Questo pensiero strategico non appare tuttavia dettato dalla sola esperienza diretta, con l’obiettivo di evitare il ripetersi di contingenze negative ed errori del passato, quanto piuttosto da una filosofia sofisticata e consolidata, che vede la difesa affidata in primo luogo a strumenti assai meno costosi come la diplomazia, la conoscenza approfondita delle debolezze del nemico, l’uso di stratagemmi, e solo come opzione estrema il ricorso allo strumento militare vero e proprio.
D’altro canto il generale che vuole evitare costosi e spesso inutili confronti diretti deve sempre essere pronto alla guerra: anche i nemici più numerosi e potenti infatti, più che dichiarazioni d’intenti o minacce, temono gli avversari determinati e pronti a combattere.
Di grande interesse è anche il suggerimento di approfondire la conoscenza delle popolazioni nemiche sotto il profilo etnologico e antropologico.
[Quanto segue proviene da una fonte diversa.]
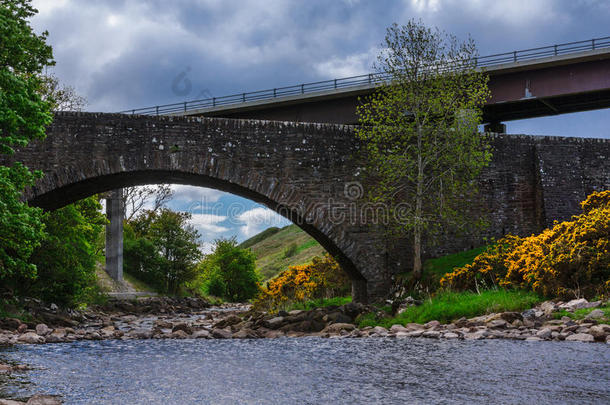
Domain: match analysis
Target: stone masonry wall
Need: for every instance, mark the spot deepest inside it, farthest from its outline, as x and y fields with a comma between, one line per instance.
x=309, y=173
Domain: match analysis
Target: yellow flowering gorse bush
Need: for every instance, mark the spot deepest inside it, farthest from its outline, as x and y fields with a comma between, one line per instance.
x=570, y=259
x=322, y=278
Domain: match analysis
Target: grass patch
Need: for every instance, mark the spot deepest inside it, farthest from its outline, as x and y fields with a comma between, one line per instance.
x=259, y=237
x=435, y=269
x=138, y=284
x=582, y=313
x=449, y=306
x=288, y=246
x=320, y=303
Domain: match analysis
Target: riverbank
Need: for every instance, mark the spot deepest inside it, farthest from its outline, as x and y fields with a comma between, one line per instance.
x=188, y=318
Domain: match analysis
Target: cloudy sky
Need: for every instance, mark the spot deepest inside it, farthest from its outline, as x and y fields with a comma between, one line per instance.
x=123, y=54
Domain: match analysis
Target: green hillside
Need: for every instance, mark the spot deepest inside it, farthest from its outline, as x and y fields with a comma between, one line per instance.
x=276, y=249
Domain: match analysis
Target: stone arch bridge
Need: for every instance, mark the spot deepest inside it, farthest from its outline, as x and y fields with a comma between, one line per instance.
x=308, y=173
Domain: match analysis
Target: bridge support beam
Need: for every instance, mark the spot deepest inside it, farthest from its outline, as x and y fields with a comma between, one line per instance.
x=495, y=126
x=114, y=235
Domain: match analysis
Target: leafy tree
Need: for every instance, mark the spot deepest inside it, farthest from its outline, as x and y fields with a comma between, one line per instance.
x=67, y=257
x=230, y=270
x=136, y=198
x=61, y=96
x=162, y=249
x=23, y=117
x=420, y=131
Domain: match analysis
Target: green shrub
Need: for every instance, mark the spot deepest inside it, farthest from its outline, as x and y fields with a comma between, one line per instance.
x=229, y=272
x=291, y=250
x=448, y=306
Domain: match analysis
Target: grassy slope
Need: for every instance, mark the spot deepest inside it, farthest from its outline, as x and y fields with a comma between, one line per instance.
x=449, y=306
x=435, y=269
x=270, y=251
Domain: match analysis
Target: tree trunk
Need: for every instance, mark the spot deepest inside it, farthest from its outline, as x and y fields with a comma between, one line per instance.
x=419, y=197
x=417, y=266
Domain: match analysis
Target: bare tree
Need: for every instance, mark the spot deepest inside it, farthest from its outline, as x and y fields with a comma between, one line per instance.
x=135, y=199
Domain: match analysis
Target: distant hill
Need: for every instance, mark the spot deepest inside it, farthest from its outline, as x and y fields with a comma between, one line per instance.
x=276, y=249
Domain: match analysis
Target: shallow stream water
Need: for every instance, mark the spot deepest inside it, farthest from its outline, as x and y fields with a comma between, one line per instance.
x=313, y=371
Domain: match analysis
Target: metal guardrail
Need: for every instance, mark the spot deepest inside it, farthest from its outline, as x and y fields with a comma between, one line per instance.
x=367, y=79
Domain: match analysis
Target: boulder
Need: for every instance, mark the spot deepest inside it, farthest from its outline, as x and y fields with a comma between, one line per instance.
x=218, y=333
x=399, y=328
x=182, y=326
x=274, y=323
x=434, y=334
x=31, y=338
x=337, y=317
x=338, y=327
x=599, y=332
x=497, y=323
x=431, y=324
x=44, y=400
x=5, y=368
x=510, y=317
x=380, y=330
x=179, y=334
x=244, y=334
x=10, y=402
x=228, y=321
x=575, y=304
x=42, y=329
x=596, y=314
x=580, y=337
x=10, y=323
x=200, y=334
x=544, y=333
x=140, y=333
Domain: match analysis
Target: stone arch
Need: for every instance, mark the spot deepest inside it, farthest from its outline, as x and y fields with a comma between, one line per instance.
x=297, y=170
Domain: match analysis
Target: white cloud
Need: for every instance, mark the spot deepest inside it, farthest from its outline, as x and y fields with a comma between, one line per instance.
x=207, y=224
x=258, y=219
x=350, y=65
x=195, y=194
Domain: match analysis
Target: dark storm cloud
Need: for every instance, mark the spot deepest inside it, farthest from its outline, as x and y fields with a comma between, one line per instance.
x=125, y=54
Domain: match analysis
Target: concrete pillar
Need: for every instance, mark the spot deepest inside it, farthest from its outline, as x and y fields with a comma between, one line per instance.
x=114, y=235
x=496, y=127
x=359, y=291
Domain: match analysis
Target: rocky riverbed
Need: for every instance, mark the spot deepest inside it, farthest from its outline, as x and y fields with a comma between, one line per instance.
x=187, y=318
x=168, y=318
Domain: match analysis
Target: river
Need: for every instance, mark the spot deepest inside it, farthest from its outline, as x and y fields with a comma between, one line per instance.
x=313, y=371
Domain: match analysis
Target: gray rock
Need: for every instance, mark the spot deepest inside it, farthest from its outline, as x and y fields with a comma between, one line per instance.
x=431, y=324
x=10, y=402
x=31, y=338
x=338, y=327
x=44, y=400
x=275, y=323
x=497, y=323
x=140, y=333
x=221, y=333
x=544, y=333
x=179, y=334
x=42, y=329
x=399, y=328
x=201, y=334
x=599, y=332
x=580, y=337
x=575, y=304
x=595, y=314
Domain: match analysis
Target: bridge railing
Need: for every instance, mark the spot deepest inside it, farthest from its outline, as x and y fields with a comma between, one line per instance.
x=367, y=79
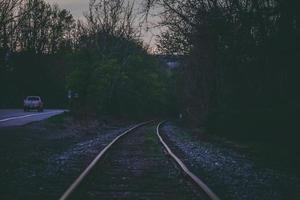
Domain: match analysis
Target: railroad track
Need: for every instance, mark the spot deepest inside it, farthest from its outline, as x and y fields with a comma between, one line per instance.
x=133, y=166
A prescindere dal valore storico della descrizione di alcuni popoli del tardo mondo antico, sui quali è difficile disporre di informazioni corrette e approfondite, è interessante e istruttiva la disamina tattica e strategica sulle migliori opportunità per affrontare in battaglia ognuno di essi in funzione delle loro caratteristiche specifiche: un suggerimento quanto mai attuale in un mondo in continuo cambiamento, che necessita di una corretta e sempre aggiornata analisi politica e strategica degli avvenimenti quotidiani e dei protagonisti degli scenari di crisi.